Accusés d’avoir organisé des réseaux anarchistes avec l’intention de renverser le pouvoir, Dmitry Pchelintsev, 27 ans, Ilya Shakursky, 23 ans, Andrei Chernov, 26 ans, Maxim Ivankin et Mikhail Kulkov, 24 ans, ont été condamnés respectivement à 18, 16, 14, 13 et 10 années de prison à régime sévère. Vasily Kuksov, 31 ans et Arman Sagynbaev, 26 ans, à 9 et 6 ans de prison à régime général. Un accusé, Alexei Poltavets, vit en exil à Kiev. Il est inculpé par contumace. Ces jeunes fans de paintball vivent dans un pays qui socialise de façon sexiste et fasciste les garçons dans un environnement militarisé ou paramilitaire sont nos compagnons en révolte contre le monde tel qu’il est, tel qu’il va.

« prisonniers politiques »

Ces jeunes militants doivent être considérés comme des « prisonniers politiques » pour l’ONG Memorial.

Pour le FSB, les services secrets russes (ancêtres du KGB), Pchelintsev et Shakursky sont les créateurs de cette organisation anarchiste dite « Réseaux » ou «Le réseau».

« En mai 2015, Pchelintsev aurait décidé d’unir les anarchistes de Penza, Moscou et Saint-Pétersbourg en « groupements tactiques » pour effectuer des attaques contre le gouvernement, les forces de sécurité, les bureaux d’enrôlement militaire et les succursales du parti « Russie unie ». Ils auraient essayé de déstabiliser la situation politique du pays lors des élections présidentielles et de la Coupe du monde pour déclencher une rébellion armée. L’enquête a assuré que les anarchistes de Penza s’entraînaient dans un camp abandonné et dans la forêt, qu’ils s’étaient réparti les rôles de tacticien, d’éclaireur, de sapeur, d’officier de communication et de médecin. »

Le FSB est  soupçonné, même par les plus mous des sociaux-démocrates, d’avoir monté l’affaire de toutes pièces pour manipuler et utiliser devant l’opinion publique (via les médias) un risque sur les pouvoirs et justifier ainsi les répressions sur toute opposition.

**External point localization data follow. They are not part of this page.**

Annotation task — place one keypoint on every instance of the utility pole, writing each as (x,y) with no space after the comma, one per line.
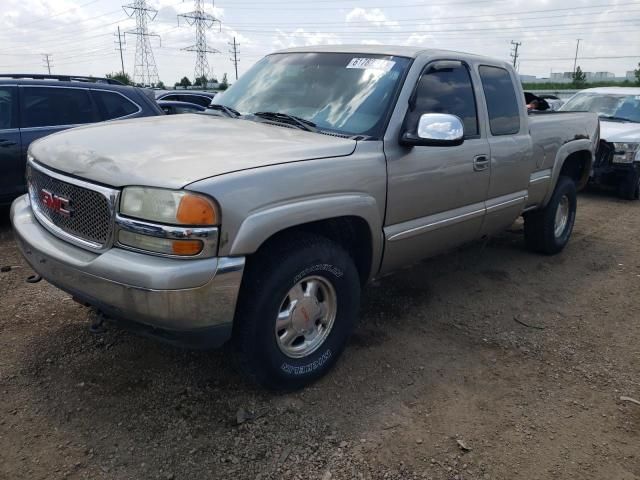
(145,71)
(203,22)
(120,48)
(235,52)
(514,53)
(575,59)
(47,60)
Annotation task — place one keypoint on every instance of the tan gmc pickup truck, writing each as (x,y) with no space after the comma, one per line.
(318,170)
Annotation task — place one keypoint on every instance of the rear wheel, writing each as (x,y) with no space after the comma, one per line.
(548,230)
(298,304)
(630,187)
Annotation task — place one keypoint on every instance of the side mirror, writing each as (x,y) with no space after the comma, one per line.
(436,129)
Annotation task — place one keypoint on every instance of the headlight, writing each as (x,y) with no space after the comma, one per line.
(626,152)
(175,207)
(173,223)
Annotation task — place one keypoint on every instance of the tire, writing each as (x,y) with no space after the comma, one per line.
(629,188)
(280,279)
(540,232)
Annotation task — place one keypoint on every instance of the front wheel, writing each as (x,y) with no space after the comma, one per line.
(548,230)
(297,308)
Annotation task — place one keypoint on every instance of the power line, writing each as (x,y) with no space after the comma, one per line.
(145,71)
(47,59)
(235,52)
(203,21)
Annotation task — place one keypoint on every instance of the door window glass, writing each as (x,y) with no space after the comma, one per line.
(446,87)
(48,107)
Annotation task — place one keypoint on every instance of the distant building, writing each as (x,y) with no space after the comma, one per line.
(567,77)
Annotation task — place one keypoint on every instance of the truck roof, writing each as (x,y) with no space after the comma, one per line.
(395,50)
(613,90)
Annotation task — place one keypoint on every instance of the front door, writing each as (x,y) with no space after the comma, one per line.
(12,181)
(436,195)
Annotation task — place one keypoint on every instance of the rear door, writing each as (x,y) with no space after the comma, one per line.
(510,145)
(11,166)
(49,109)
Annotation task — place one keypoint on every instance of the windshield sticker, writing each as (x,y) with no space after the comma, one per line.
(371,64)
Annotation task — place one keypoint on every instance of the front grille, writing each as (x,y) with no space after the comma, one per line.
(91,217)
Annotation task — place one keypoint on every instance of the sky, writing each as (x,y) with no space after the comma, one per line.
(80,34)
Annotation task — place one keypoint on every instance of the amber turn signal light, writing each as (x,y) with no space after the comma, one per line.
(196,210)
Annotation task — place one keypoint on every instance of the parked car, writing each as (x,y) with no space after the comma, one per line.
(199,97)
(32,106)
(173,108)
(618,162)
(326,167)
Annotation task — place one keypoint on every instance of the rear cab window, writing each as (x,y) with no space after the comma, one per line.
(502,103)
(56,106)
(445,87)
(8,107)
(114,105)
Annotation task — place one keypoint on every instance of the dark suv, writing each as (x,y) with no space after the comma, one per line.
(32,106)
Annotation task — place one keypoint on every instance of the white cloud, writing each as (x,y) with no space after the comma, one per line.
(301,38)
(373,16)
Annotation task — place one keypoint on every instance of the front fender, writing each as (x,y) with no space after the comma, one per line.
(263,224)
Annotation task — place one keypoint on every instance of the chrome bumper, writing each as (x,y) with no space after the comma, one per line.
(165,293)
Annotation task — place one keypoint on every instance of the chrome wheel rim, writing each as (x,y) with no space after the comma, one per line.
(306,316)
(562,216)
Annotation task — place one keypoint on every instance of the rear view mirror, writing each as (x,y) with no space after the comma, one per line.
(436,129)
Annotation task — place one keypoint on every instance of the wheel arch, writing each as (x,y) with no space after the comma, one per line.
(353,221)
(574,160)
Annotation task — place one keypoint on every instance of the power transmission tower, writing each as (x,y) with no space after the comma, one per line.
(235,52)
(145,71)
(120,48)
(575,59)
(514,53)
(47,60)
(203,21)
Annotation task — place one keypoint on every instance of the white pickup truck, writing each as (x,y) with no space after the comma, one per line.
(324,168)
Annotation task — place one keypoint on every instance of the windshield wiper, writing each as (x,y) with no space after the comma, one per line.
(621,119)
(302,123)
(228,111)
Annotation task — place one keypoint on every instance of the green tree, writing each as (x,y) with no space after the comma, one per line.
(121,77)
(185,82)
(225,82)
(579,77)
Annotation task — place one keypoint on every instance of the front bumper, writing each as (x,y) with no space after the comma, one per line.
(174,299)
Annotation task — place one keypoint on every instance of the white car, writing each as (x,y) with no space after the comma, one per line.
(618,160)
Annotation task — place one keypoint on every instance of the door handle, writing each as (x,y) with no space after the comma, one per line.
(480,163)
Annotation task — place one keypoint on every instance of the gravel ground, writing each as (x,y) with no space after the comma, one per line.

Le verdict de cette affaire qui dure depuis trois ans a fait immédiatement réagir, les démocrates, les révolutionnaires, les progressistes, les intellectuel-le-s, l’opposition et toutes les  ONG dénonçant des injustes peines sévères et une justice factice. Les enquêteurs (militaires) ont ainsi fabriqué des preuves, et ont obtenu de fausses confessions sous la torture.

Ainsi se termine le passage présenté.